Facing high-performance computing, big data analytics, and low-latency applications, the existing TCP/IP software/hardware architecture and its high CPU consumption characteristics can no longer meet these demands. This is primarily reflected in excessive processing delays (up to tens of microseconds), along with additional latency caused by multiple memory copies, interrupt handling, context switching, complex TCP/IP protocol processing, excessive network delays, store-and-forward mechanisms, and packet loss.
Whether in traditional HPC applications or emerging deep learning frameworks, RDMA communication has become a critical component. This technology, based on remote direct memory access, significantly improves the speed and efficiency of data exchange. Especially with the rise of cloud computing and deep learning, RDMA has been widely adopted in Ethernet environments. Below, we will explore the technical definition, core principles, and key advantages of RDMA in detail. By the end, you will understand why RDMA offers a superior solution to the aforementioned challenges.
I.What is RDMA?
Traditional TCP/IP technology requires data packets to pass through the operating system and other software layers during processing, consuming substantial server resources and memory bandwidth. Data must be repeatedly copied and moved between system memory, processor caches, and network controller buffers, placing a heavy burden on the CPU and memory. The severe "mismatch" between network bandwidth, processor speed, and memory bandwidth further exacerbates network latency effects.
RDMA (Remote Direct Memory Access) enables one computer to directly access another computer's memory without time-consuming processor involvement. It allows data to be rapidly transferred from one system to a remote system's memory without impacting the operating system. The diagram below illustrates RDMA's principles and its comparison with TCP/IP architecture.


RDMA can be simply understood as leveraging relevant hardware and networking technology, Server 1's NIC can directly read/write Server 2's memory, achieving high bandwidth, ultra-low latency, and minimal resource overhead. Applications are not involved in data transfer—they only need to specify memory read/write addresses, initiate the transfer, and wait for it to complete.

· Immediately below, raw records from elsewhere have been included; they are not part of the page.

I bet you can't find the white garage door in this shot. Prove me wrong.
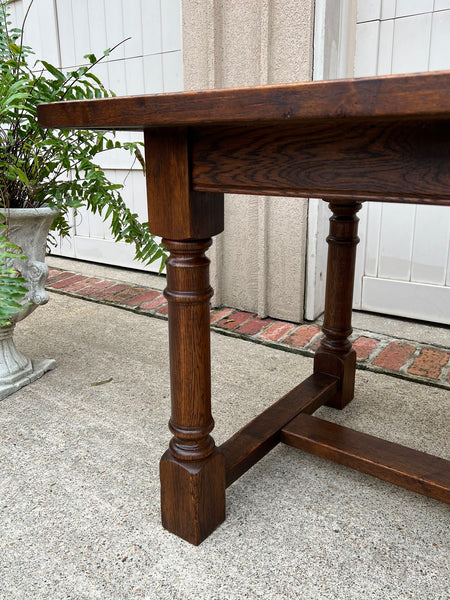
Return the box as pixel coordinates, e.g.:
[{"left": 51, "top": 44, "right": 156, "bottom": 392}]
[
  {"left": 10, "top": 0, "right": 183, "bottom": 273},
  {"left": 353, "top": 0, "right": 450, "bottom": 324}
]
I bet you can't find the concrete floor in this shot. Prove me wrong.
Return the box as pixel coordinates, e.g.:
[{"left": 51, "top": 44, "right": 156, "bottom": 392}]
[{"left": 0, "top": 291, "right": 449, "bottom": 599}]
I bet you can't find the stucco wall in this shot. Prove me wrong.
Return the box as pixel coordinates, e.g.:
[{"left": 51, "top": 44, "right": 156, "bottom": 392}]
[{"left": 182, "top": 0, "right": 315, "bottom": 321}]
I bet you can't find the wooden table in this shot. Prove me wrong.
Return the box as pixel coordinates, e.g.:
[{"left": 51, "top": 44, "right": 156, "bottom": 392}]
[{"left": 38, "top": 71, "right": 450, "bottom": 545}]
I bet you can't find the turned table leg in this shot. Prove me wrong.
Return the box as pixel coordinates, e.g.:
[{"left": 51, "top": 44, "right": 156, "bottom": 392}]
[
  {"left": 159, "top": 238, "right": 225, "bottom": 545},
  {"left": 314, "top": 201, "right": 362, "bottom": 409}
]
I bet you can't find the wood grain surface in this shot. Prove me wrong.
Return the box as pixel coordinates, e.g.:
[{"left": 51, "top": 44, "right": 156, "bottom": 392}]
[
  {"left": 37, "top": 69, "right": 450, "bottom": 543},
  {"left": 220, "top": 373, "right": 338, "bottom": 488},
  {"left": 38, "top": 71, "right": 450, "bottom": 129},
  {"left": 191, "top": 119, "right": 450, "bottom": 204},
  {"left": 160, "top": 238, "right": 226, "bottom": 544},
  {"left": 281, "top": 413, "right": 450, "bottom": 503},
  {"left": 144, "top": 128, "right": 224, "bottom": 239}
]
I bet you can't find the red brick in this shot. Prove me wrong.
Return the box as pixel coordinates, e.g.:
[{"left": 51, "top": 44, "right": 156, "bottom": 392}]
[
  {"left": 283, "top": 325, "right": 321, "bottom": 348},
  {"left": 80, "top": 280, "right": 116, "bottom": 298},
  {"left": 86, "top": 283, "right": 130, "bottom": 300},
  {"left": 257, "top": 321, "right": 296, "bottom": 342},
  {"left": 309, "top": 337, "right": 323, "bottom": 351},
  {"left": 372, "top": 343, "right": 415, "bottom": 371},
  {"left": 156, "top": 304, "right": 169, "bottom": 315},
  {"left": 102, "top": 286, "right": 147, "bottom": 303},
  {"left": 210, "top": 308, "right": 234, "bottom": 324},
  {"left": 47, "top": 271, "right": 76, "bottom": 284},
  {"left": 407, "top": 348, "right": 450, "bottom": 379},
  {"left": 48, "top": 274, "right": 86, "bottom": 289},
  {"left": 353, "top": 336, "right": 380, "bottom": 361},
  {"left": 236, "top": 317, "right": 273, "bottom": 336},
  {"left": 140, "top": 294, "right": 167, "bottom": 310},
  {"left": 63, "top": 278, "right": 99, "bottom": 293},
  {"left": 67, "top": 278, "right": 102, "bottom": 294},
  {"left": 122, "top": 289, "right": 161, "bottom": 307},
  {"left": 47, "top": 269, "right": 63, "bottom": 279},
  {"left": 215, "top": 311, "right": 254, "bottom": 330}
]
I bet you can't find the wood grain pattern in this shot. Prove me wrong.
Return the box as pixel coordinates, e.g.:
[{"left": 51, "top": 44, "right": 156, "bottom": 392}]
[
  {"left": 191, "top": 119, "right": 450, "bottom": 204},
  {"left": 163, "top": 239, "right": 216, "bottom": 462},
  {"left": 220, "top": 373, "right": 338, "bottom": 487},
  {"left": 144, "top": 128, "right": 224, "bottom": 239},
  {"left": 281, "top": 414, "right": 450, "bottom": 504},
  {"left": 314, "top": 202, "right": 360, "bottom": 409},
  {"left": 37, "top": 70, "right": 450, "bottom": 130},
  {"left": 160, "top": 238, "right": 225, "bottom": 544},
  {"left": 160, "top": 450, "right": 225, "bottom": 546},
  {"left": 37, "top": 70, "right": 450, "bottom": 543}
]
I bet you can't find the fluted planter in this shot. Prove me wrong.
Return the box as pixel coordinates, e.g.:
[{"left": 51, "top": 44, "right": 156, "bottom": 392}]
[{"left": 0, "top": 207, "right": 58, "bottom": 400}]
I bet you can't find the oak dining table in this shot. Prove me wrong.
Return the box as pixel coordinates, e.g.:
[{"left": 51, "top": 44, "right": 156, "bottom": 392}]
[{"left": 38, "top": 70, "right": 450, "bottom": 545}]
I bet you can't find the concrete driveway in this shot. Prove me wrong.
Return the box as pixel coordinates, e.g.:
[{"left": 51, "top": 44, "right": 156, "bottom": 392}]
[{"left": 1, "top": 292, "right": 449, "bottom": 600}]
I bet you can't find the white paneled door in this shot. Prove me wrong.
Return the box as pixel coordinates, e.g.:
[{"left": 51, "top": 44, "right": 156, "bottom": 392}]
[
  {"left": 353, "top": 0, "right": 450, "bottom": 324},
  {"left": 11, "top": 0, "right": 183, "bottom": 272}
]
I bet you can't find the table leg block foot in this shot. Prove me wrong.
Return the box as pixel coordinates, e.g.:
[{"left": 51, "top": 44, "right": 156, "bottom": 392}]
[
  {"left": 314, "top": 348, "right": 356, "bottom": 409},
  {"left": 160, "top": 450, "right": 226, "bottom": 545}
]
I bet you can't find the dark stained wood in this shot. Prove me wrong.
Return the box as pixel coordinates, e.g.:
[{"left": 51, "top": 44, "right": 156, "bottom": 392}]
[
  {"left": 314, "top": 202, "right": 361, "bottom": 409},
  {"left": 191, "top": 119, "right": 450, "bottom": 205},
  {"left": 38, "top": 70, "right": 450, "bottom": 544},
  {"left": 38, "top": 70, "right": 450, "bottom": 130},
  {"left": 163, "top": 238, "right": 216, "bottom": 462},
  {"left": 160, "top": 238, "right": 225, "bottom": 544},
  {"left": 281, "top": 414, "right": 450, "bottom": 504},
  {"left": 220, "top": 373, "right": 338, "bottom": 488},
  {"left": 38, "top": 72, "right": 450, "bottom": 207},
  {"left": 160, "top": 450, "right": 225, "bottom": 546},
  {"left": 144, "top": 128, "right": 224, "bottom": 239}
]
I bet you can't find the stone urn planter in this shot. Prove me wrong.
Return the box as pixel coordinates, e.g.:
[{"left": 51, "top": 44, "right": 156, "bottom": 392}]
[{"left": 0, "top": 207, "right": 58, "bottom": 400}]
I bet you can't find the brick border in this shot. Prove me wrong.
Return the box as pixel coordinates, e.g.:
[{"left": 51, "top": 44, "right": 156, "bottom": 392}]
[{"left": 47, "top": 268, "right": 450, "bottom": 390}]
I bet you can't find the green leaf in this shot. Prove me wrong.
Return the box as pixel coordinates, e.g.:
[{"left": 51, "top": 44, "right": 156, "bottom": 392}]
[
  {"left": 41, "top": 60, "right": 65, "bottom": 81},
  {"left": 85, "top": 72, "right": 103, "bottom": 85},
  {"left": 0, "top": 3, "right": 167, "bottom": 273},
  {"left": 15, "top": 168, "right": 30, "bottom": 187},
  {"left": 84, "top": 53, "right": 97, "bottom": 65},
  {"left": 8, "top": 42, "right": 21, "bottom": 55}
]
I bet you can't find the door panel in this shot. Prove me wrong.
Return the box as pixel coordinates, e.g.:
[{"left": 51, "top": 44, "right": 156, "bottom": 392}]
[
  {"left": 354, "top": 1, "right": 450, "bottom": 324},
  {"left": 361, "top": 278, "right": 450, "bottom": 324},
  {"left": 11, "top": 0, "right": 182, "bottom": 273},
  {"left": 411, "top": 206, "right": 450, "bottom": 286}
]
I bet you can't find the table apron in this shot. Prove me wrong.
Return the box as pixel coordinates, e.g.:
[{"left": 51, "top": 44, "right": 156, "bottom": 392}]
[{"left": 190, "top": 119, "right": 450, "bottom": 204}]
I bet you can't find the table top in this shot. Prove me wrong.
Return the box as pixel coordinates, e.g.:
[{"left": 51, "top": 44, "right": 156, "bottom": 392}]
[
  {"left": 38, "top": 71, "right": 450, "bottom": 131},
  {"left": 37, "top": 71, "right": 450, "bottom": 206}
]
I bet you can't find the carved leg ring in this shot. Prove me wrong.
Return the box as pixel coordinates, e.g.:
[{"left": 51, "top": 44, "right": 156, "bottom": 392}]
[
  {"left": 314, "top": 202, "right": 362, "bottom": 409},
  {"left": 159, "top": 239, "right": 225, "bottom": 545}
]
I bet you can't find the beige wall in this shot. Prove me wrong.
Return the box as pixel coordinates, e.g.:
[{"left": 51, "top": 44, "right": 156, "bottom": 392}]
[{"left": 182, "top": 0, "right": 315, "bottom": 321}]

II.Which Network Protocols Support RDMA?
2.1 InfiniBand
InfiniBand is a native RDMA architecture designed for HPC (High-Performance Computing), featuring lossless low-latency networking with RDMA as its core function. It defines the link layer, transport layer, and management layer for tightly coupled clusters. With its ultra-low latency, high bandwidth, and mature tooling, InfiniBand has long dominated HPC field and remains unmatched in high-speed, large-scale cluster applications. However, as a standalone network technology, it requires dedicated NICs and switches.
2.2 RoCE
RoCE (RDMA over Converged Ethernet) encapsulates RDMA traffic over UDP/IPv4 or UDP/IPv6, enabling L3 network routing. It relies on data center controls (e.g., PFC for flow control, ECN for congestion management) to maintain low latency by mitigating packet loss and congestion.
2.3 iWARP
iWARP (Internet Wide Area RDMA Protocol) implements RDMA over TCP. It implements RDMA function through a reliable TCP transport protocol stack (based on IETF standards: RDMAP, DDP, MPA/TCP/SCTP). Due to TCP's reliability and connection-oriented nature, iWARP proves more attractive in packet-loss-prone or wide-area network (WAN) environments, though its performance differs from UDP-based RoCEv2 and native InfiniBand.
III.Advantages of RDMA
At its core, RDMA is a "smart NIC with optimized software architecture" technology for high-speed remote memory access. It achieves high-performance remote data transfer through two key approaches:
- Hardware-accelerated RDMA protocols embedded in NICs.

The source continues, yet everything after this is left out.